Personal information
- Date of birth: 12 July 1979 (age 47)
- Place of birth: Tuzla, SFR Yugoslavia
- Height: 1.86 m (6 ft 1 in)
- Position: Goalkeeper

Senior career*
- Years: Team / Apps / (Gls)
- 1998–2001: Sloboda Tuzla / 7 / (0)
- 2001–2003: Osijek / 1 / (0)
- 2003–2004: Sloboda Tuzla
- 2004–2008: Zrinjski Mostar / 97 / (0)
- 2008–2010: Kecskemét / 37 / (0)
- 2010: Nybergsund / 6 / (0)
- 2010–2012: Lokomotiva / 37 / (0)
- 2012–2013: Dinamo Zagreb / 0 / (0)
- 2013–2014: Bratstvo Gračanica / 10 / (0)
- 2014: Branitelj / 8 / (0)

International career
- 2001–2006: Bosnia and Herzegovina / 4 / (0)
- 2001: Bosnia and Herzegovina XI / 2 / (0)

= Romeo Mitrović =

Bosnian former football goalkeeper (born 1979)

Romeo Mitrović (born 12 July 1979) is a Bosnian retired football goalkeeper.

==Club career==
During the time spent in FK Sloboda Tuzla and HŠK Zrinjski Mostar, he proved himself as goalkeeper, and played in HŠK Zrinjski Mostar.

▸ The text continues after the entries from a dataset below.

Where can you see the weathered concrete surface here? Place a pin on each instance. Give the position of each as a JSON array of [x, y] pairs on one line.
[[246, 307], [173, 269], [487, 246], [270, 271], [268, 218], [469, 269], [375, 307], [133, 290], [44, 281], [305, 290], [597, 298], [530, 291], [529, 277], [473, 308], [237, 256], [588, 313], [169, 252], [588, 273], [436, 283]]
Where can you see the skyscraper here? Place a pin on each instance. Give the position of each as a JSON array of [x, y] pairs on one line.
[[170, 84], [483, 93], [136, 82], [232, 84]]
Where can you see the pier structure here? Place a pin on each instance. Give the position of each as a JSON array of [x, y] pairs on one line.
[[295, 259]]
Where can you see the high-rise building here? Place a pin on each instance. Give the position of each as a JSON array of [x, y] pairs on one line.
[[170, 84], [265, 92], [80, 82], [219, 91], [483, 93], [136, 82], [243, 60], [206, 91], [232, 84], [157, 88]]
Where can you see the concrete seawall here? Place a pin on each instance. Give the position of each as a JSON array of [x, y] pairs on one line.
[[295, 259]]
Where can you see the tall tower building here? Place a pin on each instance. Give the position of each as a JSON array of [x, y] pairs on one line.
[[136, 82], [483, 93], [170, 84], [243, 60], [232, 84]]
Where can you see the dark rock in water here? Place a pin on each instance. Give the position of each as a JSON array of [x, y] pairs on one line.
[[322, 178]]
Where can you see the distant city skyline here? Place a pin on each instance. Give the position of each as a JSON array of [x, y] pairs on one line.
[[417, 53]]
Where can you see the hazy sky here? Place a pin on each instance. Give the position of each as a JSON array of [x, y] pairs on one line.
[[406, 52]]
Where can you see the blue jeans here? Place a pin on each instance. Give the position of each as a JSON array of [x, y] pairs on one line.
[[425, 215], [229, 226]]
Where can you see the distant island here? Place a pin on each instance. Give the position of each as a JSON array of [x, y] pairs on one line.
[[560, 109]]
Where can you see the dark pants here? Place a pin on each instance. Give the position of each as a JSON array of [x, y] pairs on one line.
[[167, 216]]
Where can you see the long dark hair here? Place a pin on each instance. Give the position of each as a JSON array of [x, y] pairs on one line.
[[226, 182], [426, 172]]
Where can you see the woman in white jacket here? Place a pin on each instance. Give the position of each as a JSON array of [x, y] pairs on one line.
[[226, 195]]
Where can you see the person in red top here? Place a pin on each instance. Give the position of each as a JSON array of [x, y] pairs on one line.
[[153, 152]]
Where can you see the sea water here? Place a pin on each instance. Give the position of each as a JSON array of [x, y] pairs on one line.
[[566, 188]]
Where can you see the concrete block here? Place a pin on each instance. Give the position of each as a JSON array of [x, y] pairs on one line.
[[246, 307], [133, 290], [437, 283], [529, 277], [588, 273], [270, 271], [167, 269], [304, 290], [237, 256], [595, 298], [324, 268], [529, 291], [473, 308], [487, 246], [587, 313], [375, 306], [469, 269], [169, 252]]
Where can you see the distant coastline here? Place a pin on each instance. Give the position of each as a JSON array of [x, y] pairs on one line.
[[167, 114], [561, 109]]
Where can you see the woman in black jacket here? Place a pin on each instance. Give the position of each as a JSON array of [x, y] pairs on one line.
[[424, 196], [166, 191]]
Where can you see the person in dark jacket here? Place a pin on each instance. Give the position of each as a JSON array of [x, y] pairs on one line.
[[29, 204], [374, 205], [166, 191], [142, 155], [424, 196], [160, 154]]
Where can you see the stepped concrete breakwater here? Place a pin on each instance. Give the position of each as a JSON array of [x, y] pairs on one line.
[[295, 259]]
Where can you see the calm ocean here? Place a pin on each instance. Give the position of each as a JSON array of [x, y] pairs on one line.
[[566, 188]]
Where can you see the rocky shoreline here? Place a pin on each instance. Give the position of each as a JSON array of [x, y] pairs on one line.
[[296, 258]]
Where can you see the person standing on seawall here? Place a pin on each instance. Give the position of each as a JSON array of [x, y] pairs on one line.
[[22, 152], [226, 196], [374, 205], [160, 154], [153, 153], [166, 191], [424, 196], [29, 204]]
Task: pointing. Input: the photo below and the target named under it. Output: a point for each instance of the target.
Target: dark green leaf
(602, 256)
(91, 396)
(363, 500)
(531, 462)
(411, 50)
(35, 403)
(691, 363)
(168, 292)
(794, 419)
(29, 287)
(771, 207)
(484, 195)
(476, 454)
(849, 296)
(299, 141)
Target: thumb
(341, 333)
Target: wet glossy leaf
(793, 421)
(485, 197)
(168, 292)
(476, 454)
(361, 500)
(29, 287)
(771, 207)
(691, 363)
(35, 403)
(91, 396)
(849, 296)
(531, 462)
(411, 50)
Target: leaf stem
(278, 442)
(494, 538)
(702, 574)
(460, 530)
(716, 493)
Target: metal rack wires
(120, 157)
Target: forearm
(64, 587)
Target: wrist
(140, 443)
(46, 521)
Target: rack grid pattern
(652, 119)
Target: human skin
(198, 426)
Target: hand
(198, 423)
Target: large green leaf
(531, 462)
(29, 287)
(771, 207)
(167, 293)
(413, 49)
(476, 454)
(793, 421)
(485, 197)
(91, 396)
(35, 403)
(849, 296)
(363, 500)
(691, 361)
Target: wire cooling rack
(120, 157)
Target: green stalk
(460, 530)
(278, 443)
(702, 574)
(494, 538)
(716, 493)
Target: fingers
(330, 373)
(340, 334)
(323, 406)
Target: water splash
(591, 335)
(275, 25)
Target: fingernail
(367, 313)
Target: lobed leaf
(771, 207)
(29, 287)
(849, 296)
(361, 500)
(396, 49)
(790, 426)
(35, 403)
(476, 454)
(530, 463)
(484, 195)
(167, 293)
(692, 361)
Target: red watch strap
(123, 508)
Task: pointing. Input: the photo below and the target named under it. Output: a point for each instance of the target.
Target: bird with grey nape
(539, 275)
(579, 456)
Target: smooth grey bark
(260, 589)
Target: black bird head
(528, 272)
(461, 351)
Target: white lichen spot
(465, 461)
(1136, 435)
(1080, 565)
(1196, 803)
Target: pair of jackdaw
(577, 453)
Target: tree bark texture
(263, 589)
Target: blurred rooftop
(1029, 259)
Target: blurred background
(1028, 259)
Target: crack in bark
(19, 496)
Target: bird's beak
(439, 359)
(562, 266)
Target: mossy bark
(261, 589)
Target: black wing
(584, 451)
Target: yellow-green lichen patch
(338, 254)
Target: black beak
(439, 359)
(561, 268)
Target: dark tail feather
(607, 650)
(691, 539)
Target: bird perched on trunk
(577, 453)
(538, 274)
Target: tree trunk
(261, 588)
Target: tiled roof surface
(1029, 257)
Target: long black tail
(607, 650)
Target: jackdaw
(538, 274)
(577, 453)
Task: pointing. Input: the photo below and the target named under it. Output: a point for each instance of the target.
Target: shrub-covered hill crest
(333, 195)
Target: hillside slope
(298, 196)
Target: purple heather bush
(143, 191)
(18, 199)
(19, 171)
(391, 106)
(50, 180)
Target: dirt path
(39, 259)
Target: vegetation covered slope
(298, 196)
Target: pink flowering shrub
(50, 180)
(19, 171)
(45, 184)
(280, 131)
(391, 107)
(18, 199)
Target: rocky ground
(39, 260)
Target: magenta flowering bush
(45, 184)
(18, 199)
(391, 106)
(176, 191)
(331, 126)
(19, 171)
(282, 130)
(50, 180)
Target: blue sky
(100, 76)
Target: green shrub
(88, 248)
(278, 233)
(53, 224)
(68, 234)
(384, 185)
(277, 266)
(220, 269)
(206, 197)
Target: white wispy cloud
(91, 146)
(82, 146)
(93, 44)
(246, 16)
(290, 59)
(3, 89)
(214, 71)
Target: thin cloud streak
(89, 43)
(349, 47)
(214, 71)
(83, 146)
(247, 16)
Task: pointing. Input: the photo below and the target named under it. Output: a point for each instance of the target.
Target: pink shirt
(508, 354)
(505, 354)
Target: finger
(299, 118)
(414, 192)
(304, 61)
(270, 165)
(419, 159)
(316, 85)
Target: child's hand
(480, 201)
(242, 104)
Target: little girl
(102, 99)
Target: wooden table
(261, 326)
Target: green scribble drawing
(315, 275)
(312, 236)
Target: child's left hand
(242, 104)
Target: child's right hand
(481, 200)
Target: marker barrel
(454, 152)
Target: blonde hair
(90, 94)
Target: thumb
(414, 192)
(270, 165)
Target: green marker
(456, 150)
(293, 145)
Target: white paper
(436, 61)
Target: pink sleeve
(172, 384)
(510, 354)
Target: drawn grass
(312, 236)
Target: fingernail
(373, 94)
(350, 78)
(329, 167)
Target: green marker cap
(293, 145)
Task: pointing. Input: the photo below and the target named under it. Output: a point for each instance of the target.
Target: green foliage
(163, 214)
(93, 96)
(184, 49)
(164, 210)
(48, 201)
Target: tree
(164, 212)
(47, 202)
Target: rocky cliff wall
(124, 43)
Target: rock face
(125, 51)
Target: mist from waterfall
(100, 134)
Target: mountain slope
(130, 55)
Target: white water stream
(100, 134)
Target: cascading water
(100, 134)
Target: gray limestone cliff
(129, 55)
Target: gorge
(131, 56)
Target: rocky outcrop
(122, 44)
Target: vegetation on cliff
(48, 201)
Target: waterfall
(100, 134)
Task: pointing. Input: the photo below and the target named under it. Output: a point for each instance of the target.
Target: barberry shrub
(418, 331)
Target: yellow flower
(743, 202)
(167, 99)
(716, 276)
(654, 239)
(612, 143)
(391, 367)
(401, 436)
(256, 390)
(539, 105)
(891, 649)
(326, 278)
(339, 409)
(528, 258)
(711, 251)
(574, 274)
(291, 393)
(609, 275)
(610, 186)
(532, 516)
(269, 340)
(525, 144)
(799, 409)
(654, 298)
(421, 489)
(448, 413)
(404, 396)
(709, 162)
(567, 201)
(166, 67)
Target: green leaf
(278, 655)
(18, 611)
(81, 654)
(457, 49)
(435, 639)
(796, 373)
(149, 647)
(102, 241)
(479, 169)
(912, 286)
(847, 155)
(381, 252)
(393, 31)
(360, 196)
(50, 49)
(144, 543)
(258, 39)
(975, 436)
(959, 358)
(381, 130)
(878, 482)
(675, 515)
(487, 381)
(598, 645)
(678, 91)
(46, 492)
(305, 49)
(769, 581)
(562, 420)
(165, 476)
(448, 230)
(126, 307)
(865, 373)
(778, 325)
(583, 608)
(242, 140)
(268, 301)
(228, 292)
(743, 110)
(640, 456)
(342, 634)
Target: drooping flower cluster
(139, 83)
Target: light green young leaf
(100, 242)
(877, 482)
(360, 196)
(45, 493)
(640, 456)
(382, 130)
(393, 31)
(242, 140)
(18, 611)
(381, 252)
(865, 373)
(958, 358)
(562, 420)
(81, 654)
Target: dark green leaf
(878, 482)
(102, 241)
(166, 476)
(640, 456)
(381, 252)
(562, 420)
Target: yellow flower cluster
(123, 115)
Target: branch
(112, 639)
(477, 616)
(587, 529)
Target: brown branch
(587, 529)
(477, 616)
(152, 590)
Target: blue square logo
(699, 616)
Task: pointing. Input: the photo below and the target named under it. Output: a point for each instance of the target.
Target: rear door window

In June 2008, he came from HŠK Zrinjski Mostar to Kecskeméti TE, and in 2010 Mitrović moved from Kecskeméti TE to Nybergsund IL-Trysil in the Norwegian Adeccoliga. In January 2012 he joined Dinamo Zagreb, but in June 2013 he left the club, making only a single appearance in a cup match against lower league side NK Vrsar. His career ended when he was banned for punching a referee, while playing for Branitelj in 2014.

==International career==
He made his debut for Bosnia and Herzegovina in a June 2001 Merdeka Tournament match away against Slovakia and has earned a total of 6 caps, scoring no goals. Two of his games at the Merdeka were unofficial, though. His final international was a May 2006 friendly match away against Iran.